Revising

Listening to Twenty One Pilots' Tyler Joseph discuss as he revisits his old music and his creative process during his Storyteller Performance, it inspired me to revisit my own work and strip down his message into a more general discussion on the developmental process.

When you’re creating and writing a song, you really don’t have a home base or an anchor. You’re kind of lost at sea trying to figure out what the song wants to be when you have endless possibilities, endless directions the song can go.

A difference method in which to create is to inject the work with its own set of morals, personality or an entire persona. It decides what it wants to do and therefore it makes the decisions. If the work sucks, it was the works fault and releases the pressure off of you as the creator, so that you can reconfigure the persona to structure a different outcome.

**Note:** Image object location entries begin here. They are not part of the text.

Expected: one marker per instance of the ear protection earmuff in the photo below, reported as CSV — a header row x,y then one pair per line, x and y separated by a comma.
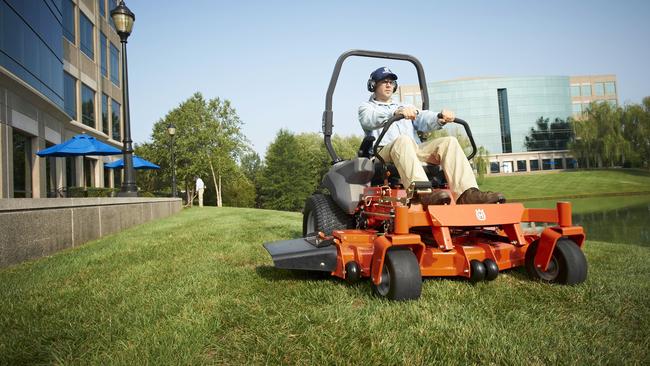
x,y
372,83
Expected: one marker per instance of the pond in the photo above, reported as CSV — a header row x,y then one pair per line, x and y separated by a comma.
x,y
620,219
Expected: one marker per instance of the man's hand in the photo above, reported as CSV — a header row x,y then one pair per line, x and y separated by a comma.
x,y
446,116
408,112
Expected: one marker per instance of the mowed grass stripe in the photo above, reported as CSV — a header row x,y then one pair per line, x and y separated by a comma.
x,y
199,288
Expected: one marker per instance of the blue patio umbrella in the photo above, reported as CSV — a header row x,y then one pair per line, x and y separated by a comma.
x,y
138,163
79,145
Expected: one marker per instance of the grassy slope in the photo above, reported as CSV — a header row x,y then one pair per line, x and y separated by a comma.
x,y
570,183
199,288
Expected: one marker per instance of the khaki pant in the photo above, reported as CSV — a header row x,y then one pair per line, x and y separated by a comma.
x,y
444,151
201,197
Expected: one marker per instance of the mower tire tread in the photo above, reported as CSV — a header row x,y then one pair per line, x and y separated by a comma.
x,y
570,260
327,216
401,276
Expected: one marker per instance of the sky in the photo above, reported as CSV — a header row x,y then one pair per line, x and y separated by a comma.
x,y
274,59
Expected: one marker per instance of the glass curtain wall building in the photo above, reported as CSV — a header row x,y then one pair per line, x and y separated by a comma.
x,y
502,110
59,72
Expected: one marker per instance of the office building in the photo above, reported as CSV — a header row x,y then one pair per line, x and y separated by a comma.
x,y
502,110
60,75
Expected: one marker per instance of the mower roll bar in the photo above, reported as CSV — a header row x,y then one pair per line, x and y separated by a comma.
x,y
398,117
328,113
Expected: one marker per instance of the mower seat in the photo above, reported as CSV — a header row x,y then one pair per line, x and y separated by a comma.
x,y
434,172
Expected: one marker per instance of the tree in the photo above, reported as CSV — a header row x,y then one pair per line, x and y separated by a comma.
x,y
636,130
252,167
285,181
549,136
208,143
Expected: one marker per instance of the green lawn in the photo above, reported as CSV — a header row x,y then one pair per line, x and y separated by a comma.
x,y
198,288
569,183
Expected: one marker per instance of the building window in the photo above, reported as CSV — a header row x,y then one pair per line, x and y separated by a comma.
x,y
50,174
86,36
570,163
68,20
504,121
103,55
115,65
70,95
22,165
599,89
70,172
89,171
107,178
87,106
521,165
112,4
418,101
105,121
117,178
115,116
577,108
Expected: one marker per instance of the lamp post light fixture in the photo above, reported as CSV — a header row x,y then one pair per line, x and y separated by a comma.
x,y
123,19
171,130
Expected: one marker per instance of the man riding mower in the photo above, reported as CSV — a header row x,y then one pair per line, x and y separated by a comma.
x,y
371,225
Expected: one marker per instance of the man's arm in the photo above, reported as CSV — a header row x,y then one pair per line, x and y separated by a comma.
x,y
429,121
371,118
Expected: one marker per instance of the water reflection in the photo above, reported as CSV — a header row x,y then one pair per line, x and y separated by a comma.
x,y
611,219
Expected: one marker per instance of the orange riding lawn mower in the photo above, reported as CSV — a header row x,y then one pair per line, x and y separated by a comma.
x,y
369,225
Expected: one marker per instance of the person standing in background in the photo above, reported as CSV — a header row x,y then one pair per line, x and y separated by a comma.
x,y
200,188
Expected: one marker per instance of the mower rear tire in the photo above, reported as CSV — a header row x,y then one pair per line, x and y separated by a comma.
x,y
400,277
322,214
568,265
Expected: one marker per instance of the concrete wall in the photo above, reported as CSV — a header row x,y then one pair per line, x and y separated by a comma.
x,y
33,228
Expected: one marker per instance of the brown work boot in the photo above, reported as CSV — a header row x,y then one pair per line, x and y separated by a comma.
x,y
435,198
474,196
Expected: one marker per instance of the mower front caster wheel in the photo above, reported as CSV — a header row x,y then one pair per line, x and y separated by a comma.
x,y
568,265
477,271
400,277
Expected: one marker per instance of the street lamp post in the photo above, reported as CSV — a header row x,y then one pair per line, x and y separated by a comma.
x,y
123,19
171,130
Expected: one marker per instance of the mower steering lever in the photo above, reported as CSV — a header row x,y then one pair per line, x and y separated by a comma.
x,y
400,116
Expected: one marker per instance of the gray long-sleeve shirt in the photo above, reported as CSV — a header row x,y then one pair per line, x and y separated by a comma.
x,y
373,113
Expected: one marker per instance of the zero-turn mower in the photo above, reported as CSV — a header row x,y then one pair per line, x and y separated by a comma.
x,y
370,226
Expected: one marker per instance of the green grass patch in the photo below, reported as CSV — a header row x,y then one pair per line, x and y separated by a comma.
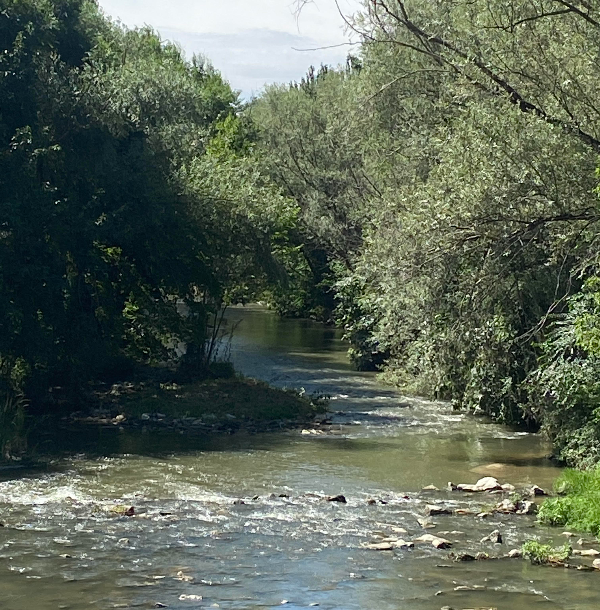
x,y
241,397
540,554
578,506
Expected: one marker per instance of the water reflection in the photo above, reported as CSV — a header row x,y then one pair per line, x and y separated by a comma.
x,y
65,546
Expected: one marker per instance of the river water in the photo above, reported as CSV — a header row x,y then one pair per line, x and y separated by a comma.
x,y
65,545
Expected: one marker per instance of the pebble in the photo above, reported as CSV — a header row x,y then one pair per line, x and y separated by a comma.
x,y
189,598
435,509
425,523
495,537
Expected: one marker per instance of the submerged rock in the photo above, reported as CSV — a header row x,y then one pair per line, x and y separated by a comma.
x,y
435,509
495,537
506,506
426,523
537,491
435,541
463,557
484,484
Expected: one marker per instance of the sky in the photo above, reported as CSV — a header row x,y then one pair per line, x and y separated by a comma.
x,y
251,42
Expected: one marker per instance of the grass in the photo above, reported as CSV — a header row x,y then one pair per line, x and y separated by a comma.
x,y
578,505
540,554
241,397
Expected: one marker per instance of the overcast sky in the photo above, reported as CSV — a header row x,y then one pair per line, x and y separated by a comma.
x,y
251,42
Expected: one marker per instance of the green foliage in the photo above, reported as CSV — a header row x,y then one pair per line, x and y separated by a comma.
x,y
448,178
128,194
564,392
540,554
578,506
219,399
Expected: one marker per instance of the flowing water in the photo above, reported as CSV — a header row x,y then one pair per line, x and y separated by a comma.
x,y
64,546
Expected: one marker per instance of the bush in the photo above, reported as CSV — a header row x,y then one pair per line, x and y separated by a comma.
x,y
579,508
540,554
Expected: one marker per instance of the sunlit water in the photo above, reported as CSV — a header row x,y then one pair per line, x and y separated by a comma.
x,y
63,546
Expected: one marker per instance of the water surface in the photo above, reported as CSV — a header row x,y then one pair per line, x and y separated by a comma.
x,y
64,546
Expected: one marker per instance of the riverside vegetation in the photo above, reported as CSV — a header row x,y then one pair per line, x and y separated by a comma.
x,y
437,197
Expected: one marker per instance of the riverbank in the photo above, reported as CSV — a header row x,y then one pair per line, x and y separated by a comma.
x,y
202,406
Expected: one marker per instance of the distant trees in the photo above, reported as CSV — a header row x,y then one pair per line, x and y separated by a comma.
x,y
473,129
126,188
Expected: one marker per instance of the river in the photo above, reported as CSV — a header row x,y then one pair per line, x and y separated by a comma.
x,y
63,546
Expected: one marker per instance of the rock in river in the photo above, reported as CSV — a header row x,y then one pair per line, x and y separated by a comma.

Rules tell you a bunch of things you can and can’t do. They are the bumpers on a bowling alley that prevent you from going into the gutters so that you more likely to hit the pins and ideally a strike. With more freedom does not mean less limitations. The limitations increase the possible productions rather than decrease. Without constraints, you wouldn’t have music, you would just have noise.

Once you’ve created something, built it, played with it, released it and introduced it publicly, it takes a life of its own. To revisit the work, you can strip down the work and it does a couple things for you. One, it reminds you where the work came from, the initial idea. Then that core (because the idea is there) becomes the anchor you didn’t have before to become your foundation of what worked to which you can then add new ideas and new elements on top of. You can become a little more fearless, more vulnerable, less concerned with execution or perfection because the message itself has already proven that it’s good and that because of the audience showing up that lets you know it’s good.